(1)We all know about racism; we even know about ageism; but do we really know about the daily jibes and abuse that is aimed at some people due to the colour of their hair appearing: odd, weird, strange, horrible, freaky... RED?
(2)Looking into the mirror I could see it: my long flowing hair causing me hours and hours of misery. Closing my eyes, I prayed it would disappear or even fade. No amount of makeup, hairstyles or different clothes masked my feelings of hatred for the hair I had been genetically inflicted with. ‘Hey Ginger, can I get a heat?’ is a phrase commonly repeated to people inflicted with red hair.

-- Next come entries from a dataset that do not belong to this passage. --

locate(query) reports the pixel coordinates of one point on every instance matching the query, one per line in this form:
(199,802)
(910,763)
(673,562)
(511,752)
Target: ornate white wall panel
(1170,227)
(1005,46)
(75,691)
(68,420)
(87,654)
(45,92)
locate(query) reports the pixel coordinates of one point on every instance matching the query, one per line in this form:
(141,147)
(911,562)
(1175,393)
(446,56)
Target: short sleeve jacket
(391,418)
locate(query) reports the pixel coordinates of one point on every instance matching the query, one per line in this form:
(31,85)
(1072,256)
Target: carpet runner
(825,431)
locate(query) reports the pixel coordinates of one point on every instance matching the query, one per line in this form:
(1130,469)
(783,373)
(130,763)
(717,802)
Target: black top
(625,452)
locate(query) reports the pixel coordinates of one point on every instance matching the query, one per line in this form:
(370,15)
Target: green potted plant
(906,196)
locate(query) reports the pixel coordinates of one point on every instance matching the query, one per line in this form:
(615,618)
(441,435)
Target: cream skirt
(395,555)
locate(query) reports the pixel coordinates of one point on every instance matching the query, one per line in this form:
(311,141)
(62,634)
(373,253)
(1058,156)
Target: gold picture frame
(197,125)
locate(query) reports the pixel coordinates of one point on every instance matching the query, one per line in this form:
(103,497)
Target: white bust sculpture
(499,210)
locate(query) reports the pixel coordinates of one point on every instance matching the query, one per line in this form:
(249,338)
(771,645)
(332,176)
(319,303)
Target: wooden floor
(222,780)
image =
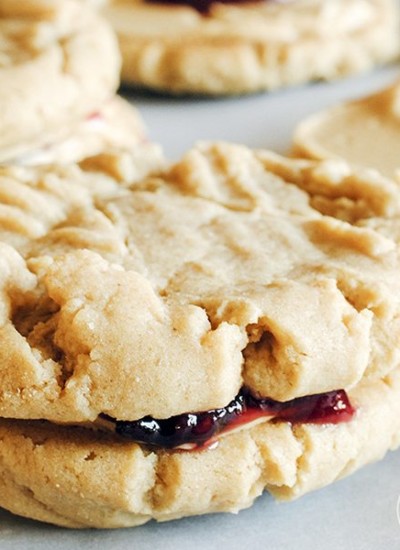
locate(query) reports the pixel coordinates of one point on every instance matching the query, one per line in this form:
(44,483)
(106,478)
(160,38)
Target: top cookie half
(59,63)
(242,47)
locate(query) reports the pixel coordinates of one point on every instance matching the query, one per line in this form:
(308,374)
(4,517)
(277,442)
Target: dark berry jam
(197,430)
(202,6)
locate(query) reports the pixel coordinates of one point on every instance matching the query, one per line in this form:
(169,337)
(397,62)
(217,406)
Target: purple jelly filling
(201,429)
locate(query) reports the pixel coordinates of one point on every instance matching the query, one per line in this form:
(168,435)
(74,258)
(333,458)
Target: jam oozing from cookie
(202,6)
(199,430)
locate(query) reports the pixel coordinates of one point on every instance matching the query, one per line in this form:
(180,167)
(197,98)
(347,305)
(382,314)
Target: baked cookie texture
(164,294)
(232,267)
(78,478)
(59,65)
(242,48)
(116,126)
(364,132)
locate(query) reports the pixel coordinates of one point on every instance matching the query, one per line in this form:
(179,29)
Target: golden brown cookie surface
(50,70)
(223,270)
(246,47)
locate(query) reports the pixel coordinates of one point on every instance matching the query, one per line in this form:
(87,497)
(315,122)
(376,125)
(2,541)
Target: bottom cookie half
(76,477)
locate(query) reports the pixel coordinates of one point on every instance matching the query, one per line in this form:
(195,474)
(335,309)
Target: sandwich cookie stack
(237,47)
(176,340)
(226,326)
(59,65)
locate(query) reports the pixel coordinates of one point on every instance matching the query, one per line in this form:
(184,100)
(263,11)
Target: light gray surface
(358,513)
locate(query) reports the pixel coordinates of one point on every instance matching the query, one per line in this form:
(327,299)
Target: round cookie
(77,478)
(232,267)
(364,132)
(59,64)
(236,48)
(117,125)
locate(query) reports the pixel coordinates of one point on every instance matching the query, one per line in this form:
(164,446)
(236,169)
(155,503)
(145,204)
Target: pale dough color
(364,132)
(117,125)
(130,288)
(241,48)
(78,478)
(59,64)
(222,270)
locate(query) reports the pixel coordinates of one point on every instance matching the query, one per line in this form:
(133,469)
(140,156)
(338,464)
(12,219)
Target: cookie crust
(238,49)
(363,132)
(77,478)
(116,126)
(50,69)
(195,282)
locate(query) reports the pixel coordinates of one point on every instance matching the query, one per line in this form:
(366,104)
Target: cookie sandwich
(59,65)
(238,47)
(222,327)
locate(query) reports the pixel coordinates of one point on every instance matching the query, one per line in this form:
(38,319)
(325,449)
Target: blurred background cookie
(364,132)
(218,48)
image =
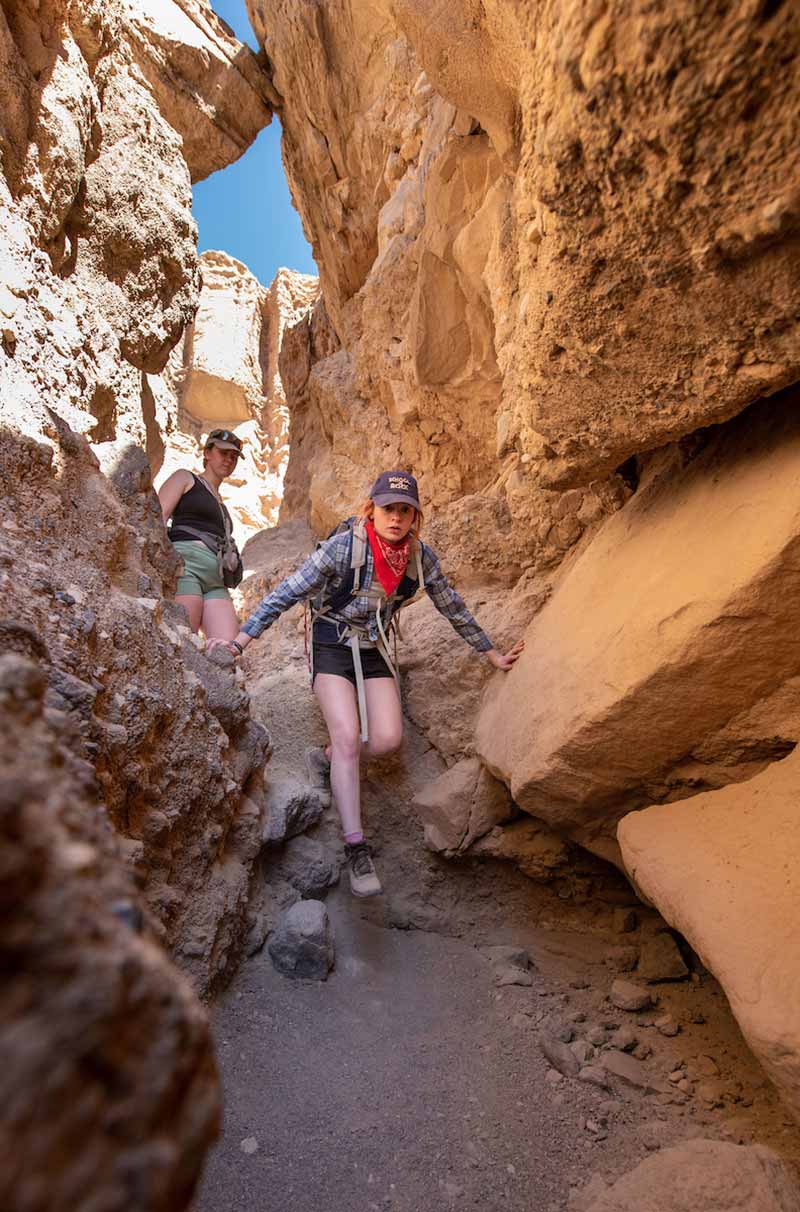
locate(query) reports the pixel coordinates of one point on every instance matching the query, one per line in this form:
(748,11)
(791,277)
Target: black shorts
(337,658)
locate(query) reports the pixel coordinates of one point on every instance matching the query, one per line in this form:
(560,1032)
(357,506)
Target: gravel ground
(396,1084)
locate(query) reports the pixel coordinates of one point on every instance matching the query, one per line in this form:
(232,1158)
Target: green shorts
(200,576)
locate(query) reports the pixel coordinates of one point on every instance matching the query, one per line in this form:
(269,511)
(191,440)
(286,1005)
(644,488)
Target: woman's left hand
(504,661)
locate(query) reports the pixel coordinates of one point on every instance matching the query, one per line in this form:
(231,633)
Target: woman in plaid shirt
(359,578)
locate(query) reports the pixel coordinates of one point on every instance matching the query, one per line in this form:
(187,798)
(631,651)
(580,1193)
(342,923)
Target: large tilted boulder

(3)From an early age the comments made to me about the colour of my hair have irritated me to my inner core. On my first day at Secondary School it was a scorching summer’s day. I felt so hot and nervous that beads of sweat formed on my forehead as I stood waiting in the playground. My heart was pounding and a strong feeling of trepidation strongly lingered as I wondered what my new teachers would be like.
(4)However, when I entered the school, that's when everything changed. I could hear them. I could hear the hyena-like laughs. I could hear the comments of ‘check the state of her hair. That's horrible’. At this, I felt like I had been ripped apart. I was in pain and just wanted to escape and not return. Tears began to obscure my vision as I desperately tried to escape and hide. I frantically rushed to the toilet and dreaded the rest of the day. Why did they have to say this to me? Why would they say such a thing? I just couldn't understand.
(5)A long time has now passed since these initial comments; unfortunately they continued on a regular basis. I would regularly beg and plead with my mother to dye my hair so that I could feel more ‘normal’. The hair styling aisle at the local supermarket would call to me as soon as it entered and mocked me as I left - minus any hair dye. Even my Uncle, at the birth of his daughter, said ‘Phew... for a minute I thought she had red hair, thank God it's not’. It is these types of remarks that really infuriate me. People may only utter these words for a few seconds, but these words resonate within your mind for years to come and eat away at you like a severe case of woodworm, eventually leading you to feel unworthy of functioning in the real world.
(6)Now that I have grown older, I still have red hair but I no longer feel so distressed about it. Looking back, I now understand that these people (or bullies) found something that - in their opinion - was my flaw. They pounced upon me like wild animals on their prey and succeeded in crushing my confidence.
More importantly though, I recently reached a crucial turning point. Last year a close friend of my family was diagnosed with cancer. I remember meeting her at the local supermarket and she had lost all of her hair; yet was still smiling. The pain and suffering that this gentle woman was experiencing was excruciating and much more extreme than any feelings that I had ever endured. She later passed away.
Her death seemed so unfair to me. When I received the news I was dazed and confused; this is what it really felt like to be ripped apart. My ludicrous, shallow worries about my hair colour were dramatically put into perspective and really made me re-evaluate what was important in life. For too long I have wasted time thinking about hair colour and appearance. Above all, I have now learned that it's OK to be different. I know that I was not the first person with red hair to be picked on, and I will not be the last.
(7)If I am truthful, I actually don't want to blend into the background - I just want to be me. The society we live in is looks obsessed but it doesn't mean that I have to be. I now like the fact that my hair is: odd, weird, freaky and dare I say... GINGER! Looking into the mirror, I now know that I am so worth it!